As comparações acontecem em diferentes contextos, sendo a escola um dos principais ambientes e que merece atenção especial para que coisas simples não sejam o estopim para situações mais graves e até casos de bullyng.
A publicitária Fernanda Milão (nome fictício) conta que é um desafio montar o kit escolar da filha Maria, de 8 anos, porque o sentimento sempre é o de querer atender as expectativas dos filhos. Na casa dela, cada item é negociado para se adequar aos rendimentos da família. “As diferenças são gritantes. Um apontador pode custar de R$ 3,00 até quase R$ 20,00, dependendo do modelo e da marca. O mesmo acontece com outros itens como lápis, canetas… aí, chega na parte das coleções de canetinhas e lápis de cor e a até eu fico encantada com as possibilidades. Mas a gente se segura, conversa e chega num meio termo para conseguir fechar a conta”. E ela ainda vai além: “Isso falando de itens simples, as miudezas. E quando vamos para mochila e lancheira? Tem muita opção, sim, mas a marca que todas as meninas querem é uma só. E está na faixa de R$ 500,00. Primeiro conversei com Maria que não seria possível e ela foi bastante madura. Mas ainda pesquisei bastante e consegui negociar de uma forma que coube no meu bolso. O sonho da mochila, que já era meu também, foi realizado”

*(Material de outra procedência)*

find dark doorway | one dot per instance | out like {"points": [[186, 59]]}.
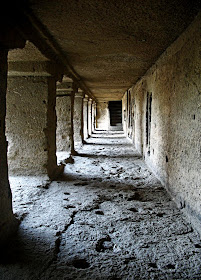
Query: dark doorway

Débora sugere uma abordagem gradual e contextualizada, levando em consideração a faixa etária da criança. Para aquelas entre 7 e 10 anos, por exemplo, ela propõe discutir o propósito da escola e o significado por trás de objetos caros, como mochilas de marca. Destacar o valor do aprendizado e cuidado proporcionado, em contraposição ao simples ter, ajuda a criança a compreender o contexto mais amplo.
“É através dessa linguagem e da exploração dos ‘para quê’ das coisas que a criança começa a internalizar uma perspectiva mais profunda sobre a escola, os objetos e a necessidade de pertencimento. Mesmo que ela sinta um impacto inicial, é crucial transmitir que a mochila, ou qualquer outro objeto, não define sua felicidade”, destaca Débora Vale.
A enfermeira Lívia Moreira é mãe de Caíque (nomes fictícios), um menino de 11 anos. Um dia ele chegou da escola contando do estojo incrível de um coleguinha: “Fomos até a loja da marca citada em um shopping da capital e eu quase caí para trás. Era só um estojo. Um estojo bacana, ok, mas só um estojo e custava R$ 450,00. Precisei explicar pro Caíque que o que eu ganho como enfermeira e o pai como professor, nos permite uma vida confortável, mas com limitações. Uma realidade bem diferente do coleguinha que é filho de um casal de juízes”.
A psicóloga também ressalta a importância de introduzir esse diálogo de maneira contínua no cotidiano, evitando comparações diretas entre crianças. Desta forma, a criança compreende que o mundo é um só, mas as formas de viver e as realidades financeiras variam. Abordar o tema quando a criança expressa desejos específicos permite uma compreensão mais profunda das necessidades emocionais subjacentes a essas demandas.
“Quando a criança pede ajuda ou expressa frustração, é um momento crucial para introduzir essa conversa. Muitas vezes, a frustração dos pais em não poder proporcionar um objeto desejado está mais ligada a eles do que à própria criança. Entender como a criança pede ajuda faz toda a diferença na abordagem, tornando o diálogo mais sensível e eficaz”, destaca Débora Vale.
Ao estabelecer esse diálogo constante, as famílias desempenham um papel vital no desenvolvimento de crianças mais conscientes, centradas no “ser” e menos propensas a serem influenciadas pelo consumismo infantil desenfreado. Essa abordagem busca cultivar valores duradouros e promover uma compreensão mais profunda sobre o verdadeiro significado da felicidade, além das superficialidades do ter.